Die Chemikerin Thisbe Lindhorst und ihr Team von der Uni Kiel hat Moleküle entwickelt, die durch eine Bestrahlung mit Licht verschiedener Wellenlängen als biologische Schalter funktionieren. Die Wissenschaftler setzen diese Moleküle ein einem künstlichen System ein, in dem die Ausrichtung der Zucker-Bindungsstellen und damit das Andocken der E. coli-Bakterien kontrolliert werden kann. Dazu beschichteten die Forscher eine extrem dünne Goldoberfläche mit einem genau definierten Zuckermantel, bei dem die Zuckermoleküle über Azobenzol an die Oberfläche gekoppelt sind. Das ist ein Kohlenwasserstoff, der eine Stickstoffbrücke enthält, die lichtgesteuert wie ein Gelenk funktioniert. Darüber lässt sich die Zugänglichkeit der Bindungsstellen des Zuckermantels an- und abschalten: Bei einer Bestrahlen mit Licht von 365 Nanometern Wellenlänge, können sich die Bakterien nur schlecht an die künstliche Oberfläche anheften. Denn die Bindungsstellen der Zuckermoleküle sind in diesem Fall von den Bakterien weg geklappt, so dass die Bakterien sie nicht mehr erkennen können. Beim „Einschalten“ mit 450 Nanometer langen Lichtwellen werden die Andockstellen auf den Zuckermolekülen wieder nach außen geklappt, so dass sie für die Bakterienzellen wieder zugänglich werden und diese erneut binden können. So lässt sich mit dem System die Anheftung von E. coli kontrollieren.

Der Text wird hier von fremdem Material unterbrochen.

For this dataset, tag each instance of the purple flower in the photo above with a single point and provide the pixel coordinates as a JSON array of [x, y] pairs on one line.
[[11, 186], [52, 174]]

„Durch den Einsatz eines Schichtsystems auf einer festen Oberfläche in Kombination mit einem Photo-Gelenk lässt sich die komplexe Dynamik einer realen Glycokalyx auf die wesentlichen Prozesse reduzieren und so verstehen“, erklärt Terfort. „Dieser neue Ansatz sollte sich auch auf andere biologische Grenzflächensysteme übertragen lassen.“
„Anhand unseres Modellsystems lassen sich Erkennungs- und Bindungseffekte der Glycokalyx sehr definiert und unter einem ganz neuartigen Blickwinkel untersuchen“, sagt Lindhorst. „Wenn wir lernen, die Glycokalyx in einem Zusammenhang von Gesundheit und Heilung zu beeinflussen, wird dies zu einer Revolution in der Medizinischen Chemie führen.“
Christian-Albrechts-Universität zu Kiel, 02.12.2014
Originalpublikation
Switching of bacterial adhesion to a glycosylated surface by reversible reorientation of the carbohydrate ligand. Theresa Weber, Vijayanand Chandrasekaran, Insa Stamer, Mikkel B. Thygesen, Andreas Terfort and Thisbe K. Lindhorst. Angew. Chem. 48/2014. DOI: 10.1002/ange.201409808 und 10.1002/anie.201409808 (Angew. Chem. Int. Ed.)